Exceptions for performing DML on load are generally not recommended in Salesforce security reviews due to potential vulnerabilities, like automated actions being triggered without user interaction. However, if the DML operation is necessary for one-time configuration or admin-level checks, you must implement proper safeguards: - Enable "Requires CSRF protection on GET requests" or set `ConfirmationTokenRequired` to true. - Prefer manual interaction, such as requiring a button click, to ensure secure execution.

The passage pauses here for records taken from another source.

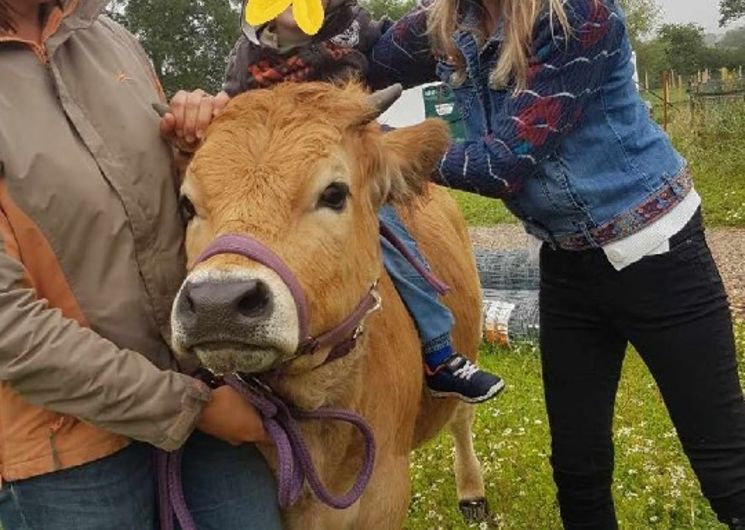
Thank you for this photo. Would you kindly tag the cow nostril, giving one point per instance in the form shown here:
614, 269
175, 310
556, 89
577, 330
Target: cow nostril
256, 299
189, 302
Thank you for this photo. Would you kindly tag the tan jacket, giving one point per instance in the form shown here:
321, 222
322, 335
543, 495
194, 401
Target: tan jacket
90, 250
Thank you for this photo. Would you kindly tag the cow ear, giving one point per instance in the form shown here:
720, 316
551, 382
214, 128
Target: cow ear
411, 155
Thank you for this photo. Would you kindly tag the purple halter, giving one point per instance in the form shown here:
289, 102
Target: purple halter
294, 464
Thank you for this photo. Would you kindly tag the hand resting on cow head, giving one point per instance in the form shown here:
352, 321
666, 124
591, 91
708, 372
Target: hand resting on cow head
303, 169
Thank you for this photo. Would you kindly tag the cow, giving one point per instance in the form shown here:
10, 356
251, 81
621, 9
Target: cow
303, 168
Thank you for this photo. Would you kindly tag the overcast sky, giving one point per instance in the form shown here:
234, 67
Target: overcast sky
704, 12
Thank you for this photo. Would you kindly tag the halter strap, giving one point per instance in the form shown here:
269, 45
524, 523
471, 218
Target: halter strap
342, 338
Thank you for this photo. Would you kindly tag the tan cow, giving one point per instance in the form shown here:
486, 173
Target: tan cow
303, 168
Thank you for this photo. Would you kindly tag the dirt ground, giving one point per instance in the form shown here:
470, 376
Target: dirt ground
727, 245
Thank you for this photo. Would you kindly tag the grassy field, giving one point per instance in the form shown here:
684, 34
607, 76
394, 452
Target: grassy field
654, 486
713, 144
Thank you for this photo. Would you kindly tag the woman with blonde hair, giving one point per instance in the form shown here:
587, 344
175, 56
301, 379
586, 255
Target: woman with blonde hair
555, 127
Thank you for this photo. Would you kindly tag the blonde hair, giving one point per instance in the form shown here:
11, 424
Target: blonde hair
519, 18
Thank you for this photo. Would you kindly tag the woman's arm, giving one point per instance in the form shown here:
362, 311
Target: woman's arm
55, 363
403, 54
529, 126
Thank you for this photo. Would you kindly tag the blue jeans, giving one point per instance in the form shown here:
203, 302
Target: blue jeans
226, 488
432, 318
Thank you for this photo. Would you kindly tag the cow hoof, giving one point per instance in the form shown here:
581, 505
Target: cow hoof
475, 510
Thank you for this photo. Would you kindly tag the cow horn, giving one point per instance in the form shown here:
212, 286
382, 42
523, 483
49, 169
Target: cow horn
382, 100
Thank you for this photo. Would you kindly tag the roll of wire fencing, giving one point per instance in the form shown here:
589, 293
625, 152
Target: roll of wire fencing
509, 281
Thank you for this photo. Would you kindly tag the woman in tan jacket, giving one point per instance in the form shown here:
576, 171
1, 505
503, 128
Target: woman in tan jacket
91, 257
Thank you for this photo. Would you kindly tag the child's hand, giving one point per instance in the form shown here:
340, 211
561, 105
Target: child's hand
189, 116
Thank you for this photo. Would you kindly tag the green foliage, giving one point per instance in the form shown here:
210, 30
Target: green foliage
641, 18
187, 40
393, 9
712, 142
482, 211
654, 487
684, 47
733, 39
731, 10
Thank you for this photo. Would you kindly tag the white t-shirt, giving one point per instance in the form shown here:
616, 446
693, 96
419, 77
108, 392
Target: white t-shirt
651, 240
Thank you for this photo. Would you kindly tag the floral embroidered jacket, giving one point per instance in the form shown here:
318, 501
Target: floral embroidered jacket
575, 154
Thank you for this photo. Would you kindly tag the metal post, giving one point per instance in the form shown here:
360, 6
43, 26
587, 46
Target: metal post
665, 98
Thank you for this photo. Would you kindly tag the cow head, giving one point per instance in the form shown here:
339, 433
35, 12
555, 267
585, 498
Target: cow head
302, 168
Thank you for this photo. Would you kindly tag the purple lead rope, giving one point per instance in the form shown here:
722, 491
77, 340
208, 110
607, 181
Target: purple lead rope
294, 462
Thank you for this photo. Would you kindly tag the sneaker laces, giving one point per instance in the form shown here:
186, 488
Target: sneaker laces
466, 371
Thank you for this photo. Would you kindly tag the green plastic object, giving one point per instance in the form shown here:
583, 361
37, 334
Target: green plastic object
439, 102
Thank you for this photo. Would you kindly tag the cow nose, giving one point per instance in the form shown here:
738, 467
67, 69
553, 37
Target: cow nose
225, 302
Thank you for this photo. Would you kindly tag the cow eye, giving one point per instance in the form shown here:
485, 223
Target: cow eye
188, 212
334, 197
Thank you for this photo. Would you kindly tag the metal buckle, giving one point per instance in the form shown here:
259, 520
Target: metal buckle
376, 307
254, 383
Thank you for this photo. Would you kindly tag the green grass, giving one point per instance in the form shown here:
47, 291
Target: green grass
714, 145
654, 487
481, 211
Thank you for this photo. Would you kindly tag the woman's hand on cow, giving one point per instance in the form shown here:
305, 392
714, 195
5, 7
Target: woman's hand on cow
189, 116
228, 417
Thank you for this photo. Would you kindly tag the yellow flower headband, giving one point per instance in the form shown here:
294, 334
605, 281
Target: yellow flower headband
307, 13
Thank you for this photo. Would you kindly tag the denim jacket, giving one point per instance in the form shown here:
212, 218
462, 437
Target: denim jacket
575, 154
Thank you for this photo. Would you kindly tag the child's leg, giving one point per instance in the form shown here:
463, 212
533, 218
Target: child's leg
433, 319
448, 372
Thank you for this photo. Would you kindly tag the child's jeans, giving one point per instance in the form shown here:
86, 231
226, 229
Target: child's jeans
433, 320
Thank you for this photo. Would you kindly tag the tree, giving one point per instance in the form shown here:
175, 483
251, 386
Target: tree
641, 18
731, 10
187, 40
393, 9
684, 47
734, 39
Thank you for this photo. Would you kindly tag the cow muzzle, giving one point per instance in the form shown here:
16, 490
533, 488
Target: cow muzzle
235, 320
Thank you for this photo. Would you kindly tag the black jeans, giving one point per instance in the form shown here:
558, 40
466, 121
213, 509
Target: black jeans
673, 309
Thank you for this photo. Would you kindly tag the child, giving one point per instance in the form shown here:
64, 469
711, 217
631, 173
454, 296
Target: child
280, 51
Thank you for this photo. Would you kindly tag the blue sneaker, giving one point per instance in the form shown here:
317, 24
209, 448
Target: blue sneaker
458, 377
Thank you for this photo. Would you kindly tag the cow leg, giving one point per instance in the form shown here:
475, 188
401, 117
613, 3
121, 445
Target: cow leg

The FAQ content is accurate and well-structured, addressing the core security concern of CSRF vulnerabilities when performing DML on component load. The recommendations provided align with Salesforce security best practices. No major changes are needed as the content already covers the essential safeguards. I selected two security rules that directly relate to this FAQ's content: ApexCSRF and VfCsrf. The ApexCSRF rule (severity 1) detects potential CSRF vulnerabilities in Apex code, which is exactly what this FAQ addresses when discussing DML operations triggered on component load without proper protection. The VfCsrf rule (severity 2) identifies CSRF issues in Visualforce pages, which is also relevant since the FAQ discusses GET request protection and confirmation tokens that apply to Visualforce scenarios. Both rules validate the security concerns raised in this FAQ about automated actions being triggered without user interaction.